What Happens If Everyone Is Held Accountable for Sales Success

Cindy the salesperson was explaining to the owner of the company why the quarters sales results were 30% below the predicted forecast. “The customers keep saying our pricing is not competitive. In addition, the buyers lied and the competition convinced the buyers we have inferior offerings. It’s not my fault; I can’t control those things. Maybe our goals are unrealistic or are too aggressive?” Cindy then resorts to offering substantial discounts to her prospects but doesn’t get any more business. Ten months later the year ended with less than 20% of opportunities projected becoming clients. Cindy is now working for a new company.
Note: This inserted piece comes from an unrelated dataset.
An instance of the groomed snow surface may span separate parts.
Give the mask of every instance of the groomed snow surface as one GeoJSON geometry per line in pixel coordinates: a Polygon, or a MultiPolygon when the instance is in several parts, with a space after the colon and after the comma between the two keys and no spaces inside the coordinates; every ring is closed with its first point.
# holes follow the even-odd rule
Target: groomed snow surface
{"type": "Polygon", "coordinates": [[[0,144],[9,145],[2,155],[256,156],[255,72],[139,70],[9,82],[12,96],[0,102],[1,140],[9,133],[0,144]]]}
Blaming external factors for a lack of success is a common sales phenomenon; funny how they never blame external factors for success.

It’s always “I won the sales” and always “We lost it.” Funny how that works, isn’t it? A well-known and central tenet of Guess Free Selling is that nothing happens until someone takes personal responsibility. This death spiral is compounded when a company owner or sales management takes all of the feedback from the sales team as gospel and resists asking for confirmation of these assertions with facts or even to simply challenge the assumptions in the first place. Sales people tend to externalize The VERB in order to deal with a lack of success.

The VERB

  • Victim (I am being taken advantage of, or Everyone is against me)
  • Entitlement (You owe me, or That is not my job)
  • Rescue (Help! I need you to help me or bail me out)
  • Blame (This is out of my control, or Someone is not doing their job)
  • Many discounts, special terms, or other offers that salespeople give away for nothing in return are cloaked in shreds of validity and reasons that are easy to accept as factual. However, this continues the dysfunctional cycle of Discounting and giving things away for nothing.

    Related: Would You Actually Pay for Uncertainty?

    A fish stinks from the head down. Management must bring a winning mentality to the sales team. (Salespeople, listen up, too!) First, stop accepting excuses not backed by facts, and second start coaching sales people to recognize when they are using The VERB. Awareness always precedes change.

    Sales leadership needs to challenge all assumptions when reviewing a salesperson’s pipeline, to ask the rep for answers to the tough questions the reps should have asked the buyers on the sales calls; not to allow sales to be forecasted without the buyer’s up front agreement a decision will be made at that time. Taking accounts off the forecast until the decision date can be confirmed by buyer conversations is the best way to enforce this behavior. In some cases you may have to make a “flip call” to confirm information directly.

    This type of internal coaching empowers salespeople to be persistent of their sales calls.


    If everyone is held accountable for sales success change will happen. From the CEO down, everyone should listen for The VERB and point it out when they hear it. When excuses and discounts are unacceptable there is a positive, supportive, growth-oriented environment. This attitude produces increased earnings and shorter selling cycles.